Dante Marcondes es el heredero de un imperio mafioso en Italia: joven, poderoso e implacable. Pero debajo de la armadura de Don que aprendió a vestir desde niño, esconde un corazón roto. Su padre Giovanni le arregló un matrimonio con Valentina Moretti, una mujer fría y calculadora que nunca lo amó. Cuando Dante descubre que su prometida y su propio padre son amantes y conspiran para asesinarlo, un accidente brutal casi le cuesta la vida.
Camile Fontana es una enfermera brasileña que emigró sola a Italia buscando un futuro lejos de una familia que solo le dio desprecio. Trabaja en la clínica privada que atiende a la élite y al bajo mundo, y es ella quien lucha noche tras noche para mantener vivo al hombre que llega destrozado a su mesa de operaciones. Sin saberlo, acaba de cruzar la línea que separa su mundo del de él.

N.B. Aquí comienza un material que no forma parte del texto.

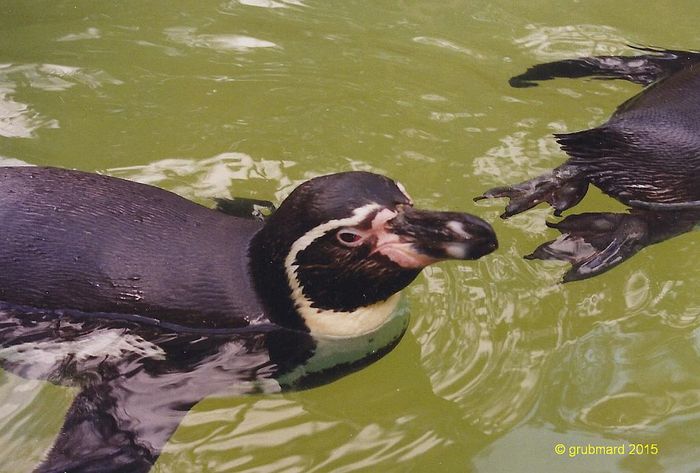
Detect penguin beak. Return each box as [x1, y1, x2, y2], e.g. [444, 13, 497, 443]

Cuando Dante despierta y descubre que Camile no solo le salvó la vida, sino que arriesgó la suya para protegerlo de quienes lo querían muerto, se obsesiona con ella. La quiere cerca, la quiere protegida, la quiere suya. Camile se resiste: ella no pertenece a ese mundo de violencia y traición. Pero el magnetismo de Dante es más fuerte que cualquier miedo, y pronto descubre que lo que siente por él va mucho más allá de la gratitud de un paciente.
Entre tiroteos, secretos familiares enterrados durante veinte años, una madre que todos creían muerta y enemigos que acechan desde las sombras, Dante y Camile construyen un amor que desafía todas las reglas. Él le jura protección absoluta. Ella le devuelve la humanidad que creía haber perdido.
Pero en el mundo de los Marcondes, la felicidad siempre tiene un precio. Y quienes aman a un mafioso deben estar dispuestos a pagar el más alto de todos.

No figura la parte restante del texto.